Doctor campaigns for women's rights

MICHAEL J. JORDAN
Jewish Telegraphic Agency
Dr. Solmaz Yusifova never expected a 35-year-old woman from a rural village in the mountains of Azerbaijan to change her life.

A "Mountain Jew" herself, Yusifova was working nine years ago as a doctor of infectious diseases in the Azeri capital of Baku when she found herself in Kuba, a sleepy, traditionalist Jewish town a three-hour drive north of the capital.

Yusifova had begun helping Azeri Jews who otherwise could not afford medical treatment in the wake of the Communist system's collapse.

She met Sara in Kuba. Scarce job opportunities had compelled Sara's husband to go to Moscow in search of work three years earlier, and Sara and her three young children had been left to live with her husband's parents.

Social custom dictated a homebound life consumed by cooking, cleaning and washing for her in-laws. She raised her children alone and had no chance of venturing outdoors to meet peers even for tea and gossip. Her husband visited a few times every year.

Then Sara contracted hepatitis, likely the result of her husband's infidelity. It's not uncommon for lonely men in Moscow to visit prostitutes or other women, and then bring home sexual diseases.

"These sexually transmitted diseases are sometimes the only 'joy' that their husbands give to them," Yusifova says.

Sara became depressed and nearly suicidal.

"She wasn't in a good state of mind," Yusifova says. "I had a responsibility to help."

She soon discovered that Sara was not alone. Subservient by tradition and taught to keep their emotions in check, scores of other women were in similar situations.

"They are cut off from the outside world," says Yusifova, 52, alternating between English and Russian. "They start boiling in their own juices, as we say, face to face with their own feelings and no one to share them with."

As a respected doctor, Yusifova thought she was uniquely qualified to do something about the situation. In 1996, she created the Havva charity center, an organization devoted to the psychological, physical and spiritual needs of women in Azerbaijan.

The organization offers services such as social welfare, health education, food programs and Shabbat prayer services. But Havva's reach - about 200 clients between the ages of 30 and 60 - barely has made a dent in the ancient, patriarchal way of life here, says Yusifova, who serves as Havva's executive director.

Ironically, Azerbaijan's newly won freedoms of the past decade help to compound the situation. Freedom also means the choice to return to tradition, a choice that has rolled back social progress for some young Jewish women in Azerbaijan.

Before, the Soviet regime required all boys and girls to finish high school, and many young women from Kuba went on to university in Baku or Moscow.

Today, parents in Kuba once again are free to pull their daughters from school at age 14, get them engaged by 15 and have them married and producing children by 16 or 17.

Yusifova says she would have wound up like Sara, had her grandfather, a textile manufacturer in the Georgian capital of Tbilisi, not been exposed to cosmopolitan life and ideas through his business.

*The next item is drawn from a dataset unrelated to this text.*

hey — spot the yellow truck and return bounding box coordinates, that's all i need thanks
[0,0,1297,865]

Her grandfather's work took him from Tbilisi to Moscow and points in between, giving him a more enlightened view of women. His daughter, Yusifova's mother, became the first woman in the family to graduate high school. She earned diplomas in kindergarten teaching and accounting.

Still, Yusifova's mother married at 16. She bore nine children, seven of whom survived childhood.

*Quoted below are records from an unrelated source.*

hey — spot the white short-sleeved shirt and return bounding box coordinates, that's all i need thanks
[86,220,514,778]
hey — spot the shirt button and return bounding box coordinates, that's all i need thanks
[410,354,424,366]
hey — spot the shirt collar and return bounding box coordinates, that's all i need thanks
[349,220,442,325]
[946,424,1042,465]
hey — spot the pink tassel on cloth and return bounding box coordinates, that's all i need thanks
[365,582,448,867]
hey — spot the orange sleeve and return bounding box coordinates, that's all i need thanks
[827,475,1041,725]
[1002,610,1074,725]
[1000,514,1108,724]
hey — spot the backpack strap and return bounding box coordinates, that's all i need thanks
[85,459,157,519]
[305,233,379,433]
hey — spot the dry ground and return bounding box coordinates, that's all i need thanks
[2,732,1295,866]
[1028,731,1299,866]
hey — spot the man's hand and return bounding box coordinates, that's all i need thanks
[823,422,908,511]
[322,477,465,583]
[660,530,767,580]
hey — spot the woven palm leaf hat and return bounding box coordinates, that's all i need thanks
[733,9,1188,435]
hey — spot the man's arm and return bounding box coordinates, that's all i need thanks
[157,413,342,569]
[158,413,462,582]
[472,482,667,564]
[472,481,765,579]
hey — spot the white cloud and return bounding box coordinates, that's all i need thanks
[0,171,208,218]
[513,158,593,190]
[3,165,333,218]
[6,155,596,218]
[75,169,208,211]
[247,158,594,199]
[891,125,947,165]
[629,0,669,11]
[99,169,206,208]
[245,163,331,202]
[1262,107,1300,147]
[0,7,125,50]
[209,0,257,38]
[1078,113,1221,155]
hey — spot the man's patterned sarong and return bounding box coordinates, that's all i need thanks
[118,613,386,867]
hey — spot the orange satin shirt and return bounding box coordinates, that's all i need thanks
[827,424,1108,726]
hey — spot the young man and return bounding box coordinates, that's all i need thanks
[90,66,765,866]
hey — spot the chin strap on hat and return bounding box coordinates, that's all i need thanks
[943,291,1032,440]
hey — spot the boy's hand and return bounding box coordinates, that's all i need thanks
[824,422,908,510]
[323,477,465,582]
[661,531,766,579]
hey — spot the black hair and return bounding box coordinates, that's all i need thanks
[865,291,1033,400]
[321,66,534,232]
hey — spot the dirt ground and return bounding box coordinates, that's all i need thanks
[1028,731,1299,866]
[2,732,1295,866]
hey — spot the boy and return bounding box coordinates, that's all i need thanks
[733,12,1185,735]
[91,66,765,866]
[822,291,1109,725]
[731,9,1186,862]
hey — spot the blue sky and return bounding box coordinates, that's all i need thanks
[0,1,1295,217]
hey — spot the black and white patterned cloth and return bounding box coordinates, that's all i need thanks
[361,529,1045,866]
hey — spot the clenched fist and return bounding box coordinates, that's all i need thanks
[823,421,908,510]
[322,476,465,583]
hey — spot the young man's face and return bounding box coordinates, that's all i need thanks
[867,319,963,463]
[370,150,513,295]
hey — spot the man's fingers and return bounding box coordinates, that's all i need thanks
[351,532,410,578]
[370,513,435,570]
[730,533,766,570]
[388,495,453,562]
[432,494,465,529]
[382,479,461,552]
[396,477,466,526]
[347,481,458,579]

Yusifova says her mother seemed to regret that she had not gone to Moscow to continue her education. She compensated for it by stressing the value of education to her three daughters.

"When I opened my eyes," Yusifova says with a smile, "the first thing I heard was 'You have to study, you have to study.' "

Encouraged by her brothers, Yusifova went to medical school and eventually took a post at Baku's top hospital for infectious diseases.

She had little to do with the Jewish community until 1993. That year, in the midst of Azerbaijan's economic crisis and war with Armenia, a Jewish acquaintance approached Yusifova and asked her to help arrange free medical aid for elderly Jews.

Yusifova agreed and enlisted the help of Jewish colleagues.

Yusifova quickly became more involved with Judaism, and even considered becoming a Reform rabbi.

Havva's offices in downtown Baku have become a lively gathering place for women and their children.

Within the traditionalist community of Kuba, Yusifova occupies a privileged position. Being a doctor earns her the grudging respect of community elders. She dispenses advice about their children's health, and she brings other doctors to the town.

She also discreetly consults with troubled women.

At Havva's offices in Baku, Yusifova clearly is the head honcho, but in Kuba, the gregarious doctor adopts an entirely different persona, donning a lace head covering and a somewhat subdued demeanor.

Yusifova says she has floated the idea of opening a Havva branch in Kuba, but has met with resistance.

"I'd like to find women who are interested in more openness and freedoms. But if I do it openly, I can't really expect the community to greet me as warmly as they do now,'' she says.